Exit interviews usually take place when an employee leaves a company, and the firm solicits feedback from the departing worker to get their no-holds-barred perspective of the workplace. Since the employee is already leaving, they can’t be fired for saying something their former employer might not want to hear.
Sometimes, when people leave a church, a friend of theirs, or maybe a leader in the church, will visit with them in an effort to address whatever issues of dissatisfaction they encountered. Churches can learn from mistakes the departing member encountered, so its ministry can be improved for the future.
If you have ever left a church, were you asked to do an exit interview? What if you had announced that this whole Christianity thing was making less and less sense to you, and you were thinking of walking away from your faith? Would you expect somebody would want to sit down and do an exit interview with you?
Years ago, after a messy divorce, “Karla” found herself in the distressing position of having to raise a young son on her own. She was told that in order to have peace and success in her life, despite her failed marriage, she needed to have a personal relationship with Jesus Christ. So she started attending a popular megachurch, and had a conversion experience she was told would usher her into a wonderful new world of faith and community.
Today, however, she’s walked away from it all. Still single, with her son now in high school, and after struggling through singles ministries at two different churches, she’s relinquished whatever faith she had in God, and says she’s moving on. We’re hiding her real identity, not for her privacy, but the privacy of the churches – and their members – whom Karla says helped sour her on Christianity.
“I'm not sure what Christians would call the circumstances behind my conversion, or how they would describe it,” she allows.
“I can tell you what led to me deciding to leave the church, and how Christians made me feel about it afterwards. I can tell you that very few actually asked me anything about it. More often than not, they discussed it among themselves, and simply deleted me on Facebook.”
Of course, in an exit interview, we only hear one side of the story. But Karla’s side reminds us that our actions matter. Plus, if she holds any maliciousness against us, she does a good job of hiding it.
“While it may sound like I have a right to be bitter about people within the church, I'm actually not,” she explains. “I mistakenly thought that when I started going to church, I would be attending with people who had already reconciled their lives with the god they believed in, and would be living lives that matched that reconciliation.”
Karla now believes she was wrong. According to her experiences, “Christians weren't any less lost than me.”

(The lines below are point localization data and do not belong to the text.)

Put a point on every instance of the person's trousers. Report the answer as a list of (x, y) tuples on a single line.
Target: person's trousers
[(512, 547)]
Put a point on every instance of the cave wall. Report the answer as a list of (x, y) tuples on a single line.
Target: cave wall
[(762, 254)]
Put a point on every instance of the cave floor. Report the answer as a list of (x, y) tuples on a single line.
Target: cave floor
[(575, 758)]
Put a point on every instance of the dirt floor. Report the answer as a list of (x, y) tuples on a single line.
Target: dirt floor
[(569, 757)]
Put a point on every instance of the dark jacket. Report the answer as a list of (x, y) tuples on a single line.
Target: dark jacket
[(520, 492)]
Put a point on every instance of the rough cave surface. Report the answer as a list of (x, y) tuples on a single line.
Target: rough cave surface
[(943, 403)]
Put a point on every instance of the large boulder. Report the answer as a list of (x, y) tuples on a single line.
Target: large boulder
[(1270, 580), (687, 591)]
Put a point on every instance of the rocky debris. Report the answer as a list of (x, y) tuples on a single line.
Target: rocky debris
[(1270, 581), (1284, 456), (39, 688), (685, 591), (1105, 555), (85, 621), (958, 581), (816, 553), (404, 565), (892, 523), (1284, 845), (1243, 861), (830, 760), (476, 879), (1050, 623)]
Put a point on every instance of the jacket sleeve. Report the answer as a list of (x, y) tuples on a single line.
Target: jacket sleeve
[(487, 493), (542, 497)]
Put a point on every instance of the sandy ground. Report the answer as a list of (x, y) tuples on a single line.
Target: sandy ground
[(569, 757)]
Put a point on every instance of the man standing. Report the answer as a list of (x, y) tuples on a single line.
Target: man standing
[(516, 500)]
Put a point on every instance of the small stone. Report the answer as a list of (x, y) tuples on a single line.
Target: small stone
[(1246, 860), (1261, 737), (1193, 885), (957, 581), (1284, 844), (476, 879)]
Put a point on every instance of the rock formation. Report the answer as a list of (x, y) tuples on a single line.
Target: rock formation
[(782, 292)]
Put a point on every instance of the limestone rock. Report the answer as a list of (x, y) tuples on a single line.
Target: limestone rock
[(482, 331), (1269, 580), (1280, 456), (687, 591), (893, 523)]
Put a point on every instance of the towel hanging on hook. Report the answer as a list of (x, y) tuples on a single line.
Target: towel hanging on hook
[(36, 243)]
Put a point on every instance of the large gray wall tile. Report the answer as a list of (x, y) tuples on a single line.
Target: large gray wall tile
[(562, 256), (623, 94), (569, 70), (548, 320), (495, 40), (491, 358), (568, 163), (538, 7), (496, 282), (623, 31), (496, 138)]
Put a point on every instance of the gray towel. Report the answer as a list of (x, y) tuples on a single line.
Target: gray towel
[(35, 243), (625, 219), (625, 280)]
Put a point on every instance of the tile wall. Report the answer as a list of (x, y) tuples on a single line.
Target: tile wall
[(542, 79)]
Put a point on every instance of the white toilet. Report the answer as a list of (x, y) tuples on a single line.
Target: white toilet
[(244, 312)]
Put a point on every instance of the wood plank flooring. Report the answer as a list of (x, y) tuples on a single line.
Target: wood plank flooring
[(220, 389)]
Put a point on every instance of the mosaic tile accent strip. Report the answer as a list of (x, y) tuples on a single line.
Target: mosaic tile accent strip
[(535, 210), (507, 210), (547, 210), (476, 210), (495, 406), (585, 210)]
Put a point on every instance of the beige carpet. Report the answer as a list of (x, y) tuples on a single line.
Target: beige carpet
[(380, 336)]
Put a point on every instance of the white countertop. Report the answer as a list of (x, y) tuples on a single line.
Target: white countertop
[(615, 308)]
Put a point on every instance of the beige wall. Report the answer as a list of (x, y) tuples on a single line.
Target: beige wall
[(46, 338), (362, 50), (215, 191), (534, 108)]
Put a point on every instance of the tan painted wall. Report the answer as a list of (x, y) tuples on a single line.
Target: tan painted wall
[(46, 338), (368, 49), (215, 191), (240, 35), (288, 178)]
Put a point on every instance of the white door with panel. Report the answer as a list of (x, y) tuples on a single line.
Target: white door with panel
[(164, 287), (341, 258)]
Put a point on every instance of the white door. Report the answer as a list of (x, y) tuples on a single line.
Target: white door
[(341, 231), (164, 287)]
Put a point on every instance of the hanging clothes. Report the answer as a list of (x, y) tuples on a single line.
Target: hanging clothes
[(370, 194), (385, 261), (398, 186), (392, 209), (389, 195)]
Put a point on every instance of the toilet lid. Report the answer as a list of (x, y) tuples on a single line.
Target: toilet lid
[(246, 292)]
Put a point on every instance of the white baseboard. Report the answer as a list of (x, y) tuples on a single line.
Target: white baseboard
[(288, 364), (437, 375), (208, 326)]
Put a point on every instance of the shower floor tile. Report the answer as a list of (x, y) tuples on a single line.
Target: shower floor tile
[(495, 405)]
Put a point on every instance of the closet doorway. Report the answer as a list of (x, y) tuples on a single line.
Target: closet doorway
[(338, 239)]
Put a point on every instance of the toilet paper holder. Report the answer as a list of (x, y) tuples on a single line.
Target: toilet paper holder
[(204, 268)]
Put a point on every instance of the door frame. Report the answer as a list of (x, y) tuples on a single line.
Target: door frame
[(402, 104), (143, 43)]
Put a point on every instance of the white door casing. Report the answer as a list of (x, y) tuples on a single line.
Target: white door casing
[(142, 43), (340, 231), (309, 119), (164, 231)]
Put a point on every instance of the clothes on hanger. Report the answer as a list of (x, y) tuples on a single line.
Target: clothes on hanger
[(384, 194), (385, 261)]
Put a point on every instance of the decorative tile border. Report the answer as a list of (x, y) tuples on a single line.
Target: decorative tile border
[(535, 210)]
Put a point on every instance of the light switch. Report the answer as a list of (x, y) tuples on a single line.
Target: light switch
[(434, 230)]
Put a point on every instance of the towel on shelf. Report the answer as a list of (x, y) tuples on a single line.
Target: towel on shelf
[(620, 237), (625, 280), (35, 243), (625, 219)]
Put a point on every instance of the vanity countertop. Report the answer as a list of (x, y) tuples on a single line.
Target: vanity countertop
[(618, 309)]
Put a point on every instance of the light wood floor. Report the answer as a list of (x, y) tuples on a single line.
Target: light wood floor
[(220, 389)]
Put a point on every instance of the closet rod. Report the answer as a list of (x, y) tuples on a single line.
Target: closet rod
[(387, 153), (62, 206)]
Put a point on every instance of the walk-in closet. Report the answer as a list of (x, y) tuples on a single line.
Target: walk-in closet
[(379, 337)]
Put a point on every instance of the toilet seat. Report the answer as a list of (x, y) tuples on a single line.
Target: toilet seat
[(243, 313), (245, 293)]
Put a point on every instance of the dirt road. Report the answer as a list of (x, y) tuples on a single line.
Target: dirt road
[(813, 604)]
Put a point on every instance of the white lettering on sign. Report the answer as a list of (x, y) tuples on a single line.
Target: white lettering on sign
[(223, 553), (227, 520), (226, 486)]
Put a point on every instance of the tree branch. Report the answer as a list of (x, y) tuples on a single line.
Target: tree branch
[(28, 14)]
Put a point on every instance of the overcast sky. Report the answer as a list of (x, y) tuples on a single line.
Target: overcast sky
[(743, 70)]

Since the congregation at her megachurch was so large, and its programming so vast, leaders were being recruited and deployed with minimal spiritual training and even less supervision. Despite being new in her faith, Karla was put into a leadership position in the singles ministry simply because she enthusiastically volunteered.
She discovered she wasn’t the only unqualified leader when her first homegroup experience began to unravel. During a particularly contentious meeting, their leader “screeched” at her for endorsing a television sitcom featuring cohabitating couples. Soon afterward, however, Karla and her young son saw the same guy in his own home watching a far more objectionable show on cable.
When she and her son relocated to a different part of town, she hoped a smaller church closer to their new home would provide better accountability.